Left to right: Karen Baxter – City of London Police Commander and National Coordinator for Economic Crime: Laura Prescott – West Midlands Police Regional Asset Recovery Team; Bob Saunders – West Midlands Police Regional Asset Recovery Team; Megan Hughes, daughter of Keith Hughes; Ian Watson, CEO of Altia-ABM.

Team Award Winner

Bob Saunders and Laura Prescott of West Midlands Police Regional Asset Recovery Unit, Regional Organised Crime Unit – the financial investigators who worked steadfastly for three and a half years alongside the rest of the West Midlands Police Force team to bring to justice eight individuals operating as slave masters in Birmingham. A further three individuals are awaiting extradition from Poland. The eight so far convicted were sentenced to a total of 55 years in prison. The suffering of the victims has been extreme – 400 vulnerable individuals were brought to the UK with a promise of employment, only to be intimidated, threatened and forced to live in squalid conditions and work for a pittance. The victims were also made to apply for several kinds of social security benefit, all of which was confiscated by the gang. The investigators undertook a painstaking analysis of over 400 bank accounts and compiled 172 victim profiles — the resulting evidence was the basis for the successful prosecutions.

Team Award Runner-Up

HMRC Fraud Investigation Service & Risk and Intelligence Service Team

  • Mike Nelson – RIS Financial Development Team – Manchester – FI
  • Joshua Waddington – RIS Financial Development Team – Manchester – FIO
  • Alex Barnett – FIS Organised Crime – Cardiff
  • Lisa Adcock – FIS Organised Crime – Cardiff
  • Jeff Wilson – FIS Proceeds of Crime – Cardiff – FI
  • Greg Kelly – FIS Proceeds of Crime – Cardiff – FI
  • Anne Burgess – FIS Proceeds of Crime – Bristol – FI

The team enabled the dismantling of an international organised crime gang laundering £1m per week. 13 individuals were arrested and 27 search warrants executed in England and Northern Ireland. The teams in the UK also worked closely with the authorities in Poland. Along with huge sums of money in cash that were discovered in the locations searched (totalling £1.2m), several luxury vehicles were seized including an Aston Martin DB11, a Bentley Bentayga, and a Range Rover. The financial investigation team showed amazing tenacity and perseverance in order to compile all the information required to demonstrate the involvement of these individuals.

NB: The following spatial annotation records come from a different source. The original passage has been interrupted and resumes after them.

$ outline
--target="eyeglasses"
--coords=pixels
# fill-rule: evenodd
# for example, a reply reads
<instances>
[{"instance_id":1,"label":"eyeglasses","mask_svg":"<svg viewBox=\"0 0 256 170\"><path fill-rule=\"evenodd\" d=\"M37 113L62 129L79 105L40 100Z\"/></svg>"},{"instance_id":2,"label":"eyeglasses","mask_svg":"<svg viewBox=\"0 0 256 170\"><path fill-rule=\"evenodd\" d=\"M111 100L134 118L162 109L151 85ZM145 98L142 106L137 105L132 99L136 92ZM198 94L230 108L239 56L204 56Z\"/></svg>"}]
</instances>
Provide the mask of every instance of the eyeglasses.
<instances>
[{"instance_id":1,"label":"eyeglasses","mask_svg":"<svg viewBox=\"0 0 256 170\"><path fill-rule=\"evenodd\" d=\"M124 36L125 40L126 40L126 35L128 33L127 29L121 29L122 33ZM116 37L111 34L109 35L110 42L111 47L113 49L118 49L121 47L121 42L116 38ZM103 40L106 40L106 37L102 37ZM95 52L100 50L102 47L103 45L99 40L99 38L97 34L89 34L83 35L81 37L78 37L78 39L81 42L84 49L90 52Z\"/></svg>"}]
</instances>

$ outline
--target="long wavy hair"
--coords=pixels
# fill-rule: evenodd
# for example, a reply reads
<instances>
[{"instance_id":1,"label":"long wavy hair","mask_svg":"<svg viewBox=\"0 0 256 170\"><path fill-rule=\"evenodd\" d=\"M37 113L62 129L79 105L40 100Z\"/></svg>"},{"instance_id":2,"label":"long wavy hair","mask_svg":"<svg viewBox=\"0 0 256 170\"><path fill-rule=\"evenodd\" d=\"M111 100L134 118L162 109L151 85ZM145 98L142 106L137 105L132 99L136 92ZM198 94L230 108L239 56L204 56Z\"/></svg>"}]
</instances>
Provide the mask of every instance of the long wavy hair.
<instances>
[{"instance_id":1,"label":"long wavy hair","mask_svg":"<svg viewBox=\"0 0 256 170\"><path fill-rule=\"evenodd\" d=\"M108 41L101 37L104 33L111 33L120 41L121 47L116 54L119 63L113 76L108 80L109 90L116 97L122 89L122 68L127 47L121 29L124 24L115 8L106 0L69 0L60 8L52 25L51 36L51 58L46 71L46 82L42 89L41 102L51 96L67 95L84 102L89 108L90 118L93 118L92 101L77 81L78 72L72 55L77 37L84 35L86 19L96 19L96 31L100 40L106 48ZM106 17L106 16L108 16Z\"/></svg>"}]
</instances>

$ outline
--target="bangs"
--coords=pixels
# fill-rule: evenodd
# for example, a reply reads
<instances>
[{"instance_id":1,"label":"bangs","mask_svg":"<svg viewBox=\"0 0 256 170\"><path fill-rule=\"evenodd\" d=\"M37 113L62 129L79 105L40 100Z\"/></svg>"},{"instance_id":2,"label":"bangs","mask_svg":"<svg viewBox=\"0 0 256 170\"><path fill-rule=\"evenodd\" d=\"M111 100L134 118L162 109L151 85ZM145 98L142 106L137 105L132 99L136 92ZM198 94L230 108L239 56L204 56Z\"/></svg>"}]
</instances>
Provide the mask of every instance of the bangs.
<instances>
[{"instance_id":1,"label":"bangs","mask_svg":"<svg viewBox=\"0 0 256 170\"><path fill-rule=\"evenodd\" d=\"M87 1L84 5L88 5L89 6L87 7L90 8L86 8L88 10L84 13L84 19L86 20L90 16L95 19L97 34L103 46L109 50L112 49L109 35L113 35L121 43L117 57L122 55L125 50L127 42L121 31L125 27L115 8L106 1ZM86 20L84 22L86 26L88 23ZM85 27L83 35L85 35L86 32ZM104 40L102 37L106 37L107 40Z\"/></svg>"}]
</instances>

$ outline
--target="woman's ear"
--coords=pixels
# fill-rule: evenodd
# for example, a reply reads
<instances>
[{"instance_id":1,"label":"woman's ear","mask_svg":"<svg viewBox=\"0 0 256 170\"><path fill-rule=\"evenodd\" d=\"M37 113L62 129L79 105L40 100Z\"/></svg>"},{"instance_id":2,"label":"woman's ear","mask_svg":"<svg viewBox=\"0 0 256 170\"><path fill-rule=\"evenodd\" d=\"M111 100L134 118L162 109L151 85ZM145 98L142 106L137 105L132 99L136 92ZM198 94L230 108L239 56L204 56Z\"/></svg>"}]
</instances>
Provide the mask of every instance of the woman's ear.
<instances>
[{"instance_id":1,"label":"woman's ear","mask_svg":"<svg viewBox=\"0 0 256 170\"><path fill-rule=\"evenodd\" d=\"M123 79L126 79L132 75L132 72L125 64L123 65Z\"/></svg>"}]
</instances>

Left to right: Mick Creedon former Chief Constable of Derbyshire; Alison Moore; Ian Watson of Altia-ABM.

Outstanding Service Award – Alison Moore

This year an additional award was presented by Altia-ABM to Alison Moore formerly of the Home Office criminal finance team for outstanding service in the fields of financial investigation and asset denial. Alison Moore has taken a leading role in establishing the legislation which law enforcement agencies have come to rely on — the enforcement powers in the Serious Crime Act 2015 and the development of Asset Freezing Orders and Unexplained Wealth Orders. She has always been the go-to person in the Home Office for anything relating to asset recovery and has made a huge contribution in terms of convincing ministers to take action and devising the legislation to best meet the needs of the enforcement community.

The awards were established in memory of Detective Constable Keith Hughes, an outstanding financial investigator with the former National Crime Squad, who passed away in July 2003.